Como assinalámos no nosso "A Reforma Agrária em S. Manços", "O elevado grau de sazonalidade do trabalho poderá ser imputado à ineficiência das explorações e, até, à incompetência de muitos lavradores, fazendo-se paralelismo com alguns estudos internacionais sobre a sazonalidade agrícola."

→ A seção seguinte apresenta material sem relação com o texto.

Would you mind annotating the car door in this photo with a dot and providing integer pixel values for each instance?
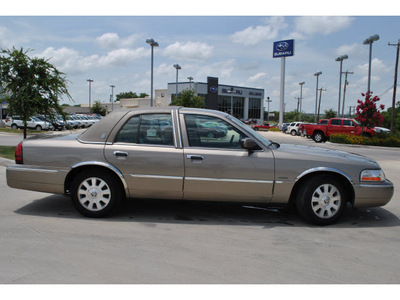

Hoje, uma das principais pechas do pretendido regresso à agricultura é a desconsideração do trabalho sazonal. Trabalhando apenas alguns meses, ainda que 7 ou 8, com salários mínimos, nenhuma família se constitui com o mínimo de dignidade. Pelo contrário, é muito importante que se saiba que a a vinha e o olival regados, o regadio comercial intensivo e algumas outras formas modernas de poluição agrícola (na lógica do "tira hoje o que podes, que amanhã alguém há de pagar") são belos negócios, com grandes ligações em cadeia ao capital financeiro, aos grupos da distribuição e ao cerne da CEE e da PAC. Exige-se que o discurso pró-agrícola seja confrontado com a questão do trabalho. Do CDS ao PCP o silêncio, neste ponto, é comum e intrigante.